Die Armee, die weltweite Landesverteidigung ab sofort nur noch als x-beliebige Dienstleistung, delegiert an "Quasi-Berufssoldaten" ohne breite gesellschaftliche Verankerung - niemand kann vorhersehen, wie dies den Zusammenhalt, die Einstellung zu Staat und Gesellschaft verändert. Gut möglich, dass die Freiwilligenarmee unfreiwillig der Tendenz zur Entsolidarisierung und Individualisierung weiteren Vorschub leistet.
Unsicher ist zudem, ob die damit verbundene Hoffnung auf Einsparungen im Wehretat aufgehen. Weniger Soldaten bedeuten nicht zwangsläufig geringere Kosten. Wer Freiwillige in die Kasernen locken will, muss attraktive Angebote machen. Das bedeutet nicht nur steigenden Sold, sondern bessere Karrierechancen und zeitgemäße Unterkünfte. (...) Viel Respekt hat sich Verteidigungsminister Karl-Theodor zu Guttenberg für seine politische Durchsetzungskraft erworben. Das Tempo des Umbaus hat jedoch eine nachdenklichere, tiefer gehende Diskussion überrollt. Allerdings fehlte dem Shootingstar der deutschen Politik der Mumm, die ganze Wahrheit über den anstehenden Wandlungsprozess der Bundeswehr auszusprechen.

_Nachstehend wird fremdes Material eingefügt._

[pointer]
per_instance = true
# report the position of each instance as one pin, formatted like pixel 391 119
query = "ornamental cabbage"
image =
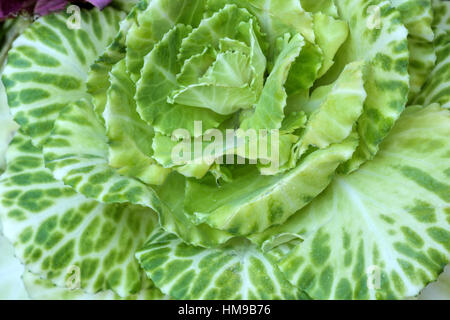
pixel 228 149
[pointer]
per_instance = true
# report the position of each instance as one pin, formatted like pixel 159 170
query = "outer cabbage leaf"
pixel 41 289
pixel 53 228
pixel 386 79
pixel 350 232
pixel 77 154
pixel 237 270
pixel 11 271
pixel 7 127
pixel 130 147
pixel 439 290
pixel 47 66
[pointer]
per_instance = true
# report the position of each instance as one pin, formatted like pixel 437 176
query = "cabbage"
pixel 122 181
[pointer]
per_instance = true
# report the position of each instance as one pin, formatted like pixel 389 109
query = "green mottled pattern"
pixel 386 76
pixel 237 270
pixel 53 228
pixel 7 126
pixel 437 88
pixel 47 66
pixel 439 290
pixel 350 227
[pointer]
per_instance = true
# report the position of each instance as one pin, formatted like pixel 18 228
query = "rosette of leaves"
pixel 360 183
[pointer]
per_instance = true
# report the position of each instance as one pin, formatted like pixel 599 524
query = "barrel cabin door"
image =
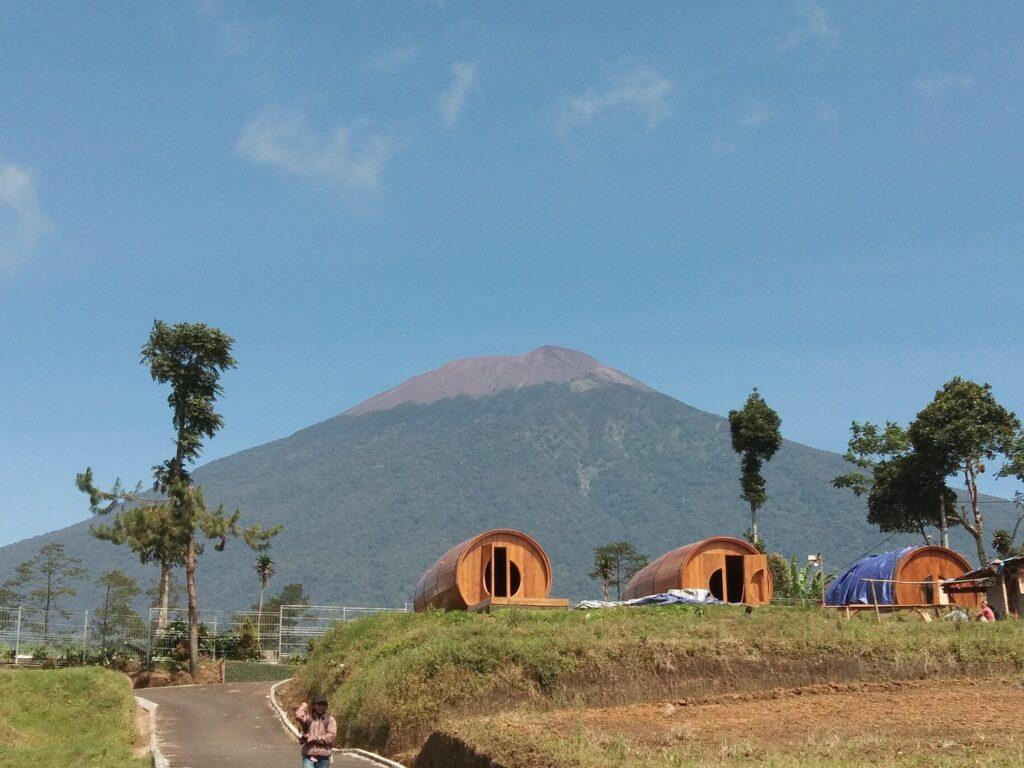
pixel 756 579
pixel 714 576
pixel 502 574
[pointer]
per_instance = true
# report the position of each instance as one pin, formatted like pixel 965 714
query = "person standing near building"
pixel 986 613
pixel 318 731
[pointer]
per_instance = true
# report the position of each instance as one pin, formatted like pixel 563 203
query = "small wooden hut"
pixel 910 577
pixel 730 568
pixel 499 567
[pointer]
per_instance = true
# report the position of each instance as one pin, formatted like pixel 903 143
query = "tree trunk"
pixel 924 535
pixel 979 530
pixel 165 595
pixel 943 523
pixel 193 611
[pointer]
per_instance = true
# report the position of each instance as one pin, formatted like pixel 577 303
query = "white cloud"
pixel 757 114
pixel 395 58
pixel 641 91
pixel 454 98
pixel 23 221
pixel 942 83
pixel 238 31
pixel 813 25
pixel 350 156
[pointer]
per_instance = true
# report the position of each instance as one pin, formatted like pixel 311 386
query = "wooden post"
pixel 821 567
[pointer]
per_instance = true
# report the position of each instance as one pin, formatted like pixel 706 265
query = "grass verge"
pixel 252 672
pixel 395 678
pixel 79 717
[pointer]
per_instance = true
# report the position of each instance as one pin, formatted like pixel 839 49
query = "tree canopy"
pixel 962 430
pixel 756 436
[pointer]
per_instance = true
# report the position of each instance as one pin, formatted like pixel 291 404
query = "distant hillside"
pixel 370 500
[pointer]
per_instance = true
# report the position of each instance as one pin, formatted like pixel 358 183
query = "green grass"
pixel 252 672
pixel 80 717
pixel 395 677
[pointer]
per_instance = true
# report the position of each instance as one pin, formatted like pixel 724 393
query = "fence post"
pixel 281 630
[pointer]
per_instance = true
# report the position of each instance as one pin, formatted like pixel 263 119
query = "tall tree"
pixel 265 568
pixel 756 436
pixel 45 580
pixel 614 564
pixel 115 613
pixel 190 357
pixel 962 430
pixel 148 528
pixel 904 493
pixel 907 496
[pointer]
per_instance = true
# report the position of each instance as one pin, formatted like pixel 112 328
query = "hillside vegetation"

Längst wird im Kanzleramt und auf europäischer Bühne über eine viel intensivere Zusammenarbeit und Arbeitsteilung der EU-Armeen nachgedacht. Wer von Außen auf die militärische Kleinstaaterei Europas schaut, erkennt rasch, dass am Ende diese Weges eine gemeinsame EU-Armee stehen wird. 27 Generalstäbe sind nicht nur ein Kostenfaktor und sorgen für babylonische Kommandoverwirrung.